We both whooped like a pair of kids. "We don't know, but you can bet we didn't get it!" I answered. That brought on more gales of laughter.

"Sleeping on the floor because we weren't allowed to go to our room; punishment for some crime."

"Sarah made me do that, for forgetting to come home and baby sit!" Karen said it with pride.

"You meanie!" Suzie yelled at me and turned to Karen. "We couldn't even get our pajamas. I slept bare ass . . . pardon, Karen . . . and froze to death."

"I slept on the sofa. . ." Karen said.

"So did Sarah, more than once. She's a peanut. I was too tall to fit."

"But you deserved it, right?"

"And probably more. But no one deserved to have to visit Uncle Ruddie!"

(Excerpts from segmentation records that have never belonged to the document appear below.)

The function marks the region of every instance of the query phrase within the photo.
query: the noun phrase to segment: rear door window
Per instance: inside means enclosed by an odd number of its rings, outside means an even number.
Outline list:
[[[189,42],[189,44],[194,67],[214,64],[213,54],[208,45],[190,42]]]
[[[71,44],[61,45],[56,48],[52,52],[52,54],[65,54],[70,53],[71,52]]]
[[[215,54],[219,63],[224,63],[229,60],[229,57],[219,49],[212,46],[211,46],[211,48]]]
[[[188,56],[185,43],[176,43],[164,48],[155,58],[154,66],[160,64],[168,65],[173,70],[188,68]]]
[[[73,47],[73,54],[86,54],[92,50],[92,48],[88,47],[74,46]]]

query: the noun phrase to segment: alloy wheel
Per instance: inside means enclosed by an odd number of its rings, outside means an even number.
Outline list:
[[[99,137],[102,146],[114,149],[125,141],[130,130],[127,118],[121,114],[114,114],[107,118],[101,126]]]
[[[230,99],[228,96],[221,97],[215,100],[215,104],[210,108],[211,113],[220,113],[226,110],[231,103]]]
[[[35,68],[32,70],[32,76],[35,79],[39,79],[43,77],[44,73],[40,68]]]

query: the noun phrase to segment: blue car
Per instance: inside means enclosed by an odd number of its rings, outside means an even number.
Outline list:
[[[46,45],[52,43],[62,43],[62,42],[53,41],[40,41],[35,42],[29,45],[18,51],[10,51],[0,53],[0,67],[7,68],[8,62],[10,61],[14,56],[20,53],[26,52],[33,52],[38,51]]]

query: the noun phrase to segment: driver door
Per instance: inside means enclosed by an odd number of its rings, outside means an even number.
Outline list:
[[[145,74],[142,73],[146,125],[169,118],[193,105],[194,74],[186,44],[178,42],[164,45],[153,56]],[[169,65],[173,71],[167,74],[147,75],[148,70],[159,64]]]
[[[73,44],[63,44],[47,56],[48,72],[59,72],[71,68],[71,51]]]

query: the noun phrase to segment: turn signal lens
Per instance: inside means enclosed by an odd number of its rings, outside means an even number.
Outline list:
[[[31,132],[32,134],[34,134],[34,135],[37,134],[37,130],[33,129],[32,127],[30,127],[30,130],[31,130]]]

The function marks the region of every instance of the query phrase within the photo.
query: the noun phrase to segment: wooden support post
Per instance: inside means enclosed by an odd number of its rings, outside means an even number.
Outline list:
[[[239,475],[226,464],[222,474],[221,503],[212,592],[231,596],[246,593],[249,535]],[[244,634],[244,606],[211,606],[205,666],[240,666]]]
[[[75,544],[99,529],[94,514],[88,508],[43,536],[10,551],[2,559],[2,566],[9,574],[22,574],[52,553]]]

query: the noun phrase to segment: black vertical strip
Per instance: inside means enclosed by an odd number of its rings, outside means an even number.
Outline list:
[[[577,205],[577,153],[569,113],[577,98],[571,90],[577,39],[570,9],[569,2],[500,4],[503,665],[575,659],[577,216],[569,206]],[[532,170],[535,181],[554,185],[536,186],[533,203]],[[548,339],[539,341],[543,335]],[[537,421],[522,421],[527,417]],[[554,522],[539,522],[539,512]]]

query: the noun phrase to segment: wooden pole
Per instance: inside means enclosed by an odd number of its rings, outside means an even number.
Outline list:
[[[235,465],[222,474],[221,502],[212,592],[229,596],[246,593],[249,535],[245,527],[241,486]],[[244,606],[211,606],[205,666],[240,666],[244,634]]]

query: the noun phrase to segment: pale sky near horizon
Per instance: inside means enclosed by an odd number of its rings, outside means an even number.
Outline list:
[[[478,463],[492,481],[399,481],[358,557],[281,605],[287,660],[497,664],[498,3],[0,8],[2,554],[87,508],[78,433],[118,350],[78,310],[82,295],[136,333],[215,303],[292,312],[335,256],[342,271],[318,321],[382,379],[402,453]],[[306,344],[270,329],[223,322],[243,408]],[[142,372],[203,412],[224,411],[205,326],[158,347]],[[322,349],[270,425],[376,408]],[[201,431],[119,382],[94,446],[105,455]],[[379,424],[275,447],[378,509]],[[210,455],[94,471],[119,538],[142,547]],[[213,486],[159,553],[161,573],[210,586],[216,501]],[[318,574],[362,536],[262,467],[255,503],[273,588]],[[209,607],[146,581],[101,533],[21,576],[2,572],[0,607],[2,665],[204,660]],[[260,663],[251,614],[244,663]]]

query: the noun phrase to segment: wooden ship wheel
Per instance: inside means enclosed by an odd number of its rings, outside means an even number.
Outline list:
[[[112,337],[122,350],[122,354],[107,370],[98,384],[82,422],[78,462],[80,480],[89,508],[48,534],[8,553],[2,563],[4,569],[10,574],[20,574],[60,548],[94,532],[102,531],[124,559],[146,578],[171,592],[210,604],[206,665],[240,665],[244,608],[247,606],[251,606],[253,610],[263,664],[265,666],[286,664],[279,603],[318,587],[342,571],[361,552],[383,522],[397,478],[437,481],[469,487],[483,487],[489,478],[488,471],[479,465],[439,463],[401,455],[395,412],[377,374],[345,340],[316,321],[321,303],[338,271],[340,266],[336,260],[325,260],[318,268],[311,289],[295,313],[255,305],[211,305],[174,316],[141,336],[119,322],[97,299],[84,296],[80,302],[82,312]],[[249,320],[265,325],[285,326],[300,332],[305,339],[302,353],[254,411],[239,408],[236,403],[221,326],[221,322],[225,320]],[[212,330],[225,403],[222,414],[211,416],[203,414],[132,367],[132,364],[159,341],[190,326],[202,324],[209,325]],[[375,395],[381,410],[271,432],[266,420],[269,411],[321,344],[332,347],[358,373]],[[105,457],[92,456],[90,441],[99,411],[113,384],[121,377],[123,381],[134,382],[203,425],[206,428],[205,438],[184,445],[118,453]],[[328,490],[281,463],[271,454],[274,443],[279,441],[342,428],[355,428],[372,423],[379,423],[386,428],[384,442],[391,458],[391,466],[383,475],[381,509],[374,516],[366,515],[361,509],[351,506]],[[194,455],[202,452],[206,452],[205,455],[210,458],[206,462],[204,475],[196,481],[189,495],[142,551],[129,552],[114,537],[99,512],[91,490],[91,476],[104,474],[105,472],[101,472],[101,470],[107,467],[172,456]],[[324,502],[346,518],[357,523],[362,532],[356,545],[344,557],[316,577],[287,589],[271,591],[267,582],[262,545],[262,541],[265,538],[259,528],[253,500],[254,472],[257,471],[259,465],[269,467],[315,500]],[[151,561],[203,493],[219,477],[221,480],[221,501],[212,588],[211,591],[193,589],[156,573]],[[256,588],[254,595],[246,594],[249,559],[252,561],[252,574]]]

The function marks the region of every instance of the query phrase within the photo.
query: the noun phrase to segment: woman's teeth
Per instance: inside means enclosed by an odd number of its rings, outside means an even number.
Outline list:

"God, Uncle Ruddie! I'd almost forgotten. We had to dress up and drive to the other side of Providence."

"We spent a whole boring day," Suzie said.

I turned to Karen. "He was this fat old uncle or something we had to visit at least a couple of times a year. He smelled of old pipe tobacco and had a moustache and we had to kiss him."

"He had a tin can by his chair where he'd spit the pipe juice crap."

My turn. "His wife didn't like kids, and our mother was scared we'd break something or embarrass her."

Suzie joined in. "We had to sit with our hands on our laps and pretend to be interested while they talked about people we didn't know. I hated those trips."

"We used to get an ice cream on the way home, if we behaved."

"Yeah, vanilla tasting like pipe tobacco. Yuck!"

"Admit it, Suzie. In spite of Uncle Ruddie we had tons of fun outings."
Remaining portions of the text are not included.